Reporting online in the British journal Nature, researchers at the
Public Health Agency of Canada said 18 rhesus macaque monkeys given
high doses of Ebola virus fully recovered after being given ZMapp,
even when it was administered five days after infection.

It reversed dangerous symptoms such as bleeding, rashes and high
levels of enzymes in the liver.
Three "control" monkeys that had been infected, but not treated, all
died within eight days.

The 21 animals had been given the so-called Kikwit strain of Ebola,
named after a location in the Democratic Republic of Congo, the
country where the haemorrhagic fever was discovered in 1976.

But lab-dish tests indicate it can also inhibit the strain in Guinea
which has sparked the current epidemic, the scientists said.

- Good first step -

Independent experts hailed the results as an encouraging first step in
the long vetting process.

They added, though, it was still unclear whether ZMapp worked on
humans, as two patients who have been given it have died and two
others have recovered.

"Widespread availability and use of ZMapp will require human safety
testing and licensing, coupled with scaleup of the manufacturing
process," cautioned David Evans, a professor of virology at Britain's
University of Warwick.

A cocktail of three antibodies designed to cling to the Ebola virus
and inhibit its reproduction, ZMapp is being developed by Mapp
Biopharmaceutical Inc. of San Diego, California, partly in conjunction
with the US Army.

ZMapp has so far been given to seven infected frontline workers.

Of these, two American doctors have recovered; a Liberian doctor and a
Spanish priest have died; and a doctor and a nurse, both Liberian, and
a British nurse, who has been flown to London from Sierra Leone, are
still in treatment.

The World Health Organisation gave the green light on August 12,
saying it was ethical to use experimental drugs in the context of this
dangerous epidemic.

Stocks of ZMapp, which is derived from tobacco leaves and is hard to
produce on a large scale, are exhausted, the company said on August
12.

The other main experimental drug for the disease is TKM-Ebola, being
developed by Tekmira Pharmaceuticals Corp. of Vancouver, Canada, under
a $140-million (105-million-euro) contract with the Pentagon.

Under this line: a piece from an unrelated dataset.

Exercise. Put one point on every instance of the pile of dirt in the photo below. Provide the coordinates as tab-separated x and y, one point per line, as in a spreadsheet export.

It is currently in a Phase I human trial, the first step in the
three-phase test process. In this phase, a drug is evaluated on
healthy non-infected humans to see whether it is safe. Further phases
test it for safety and also effectiveness.

More than 1,500 people have died in Guinea, Liberia, Nigeria and
Sierra Leone since the disease emerged in West Africa last December.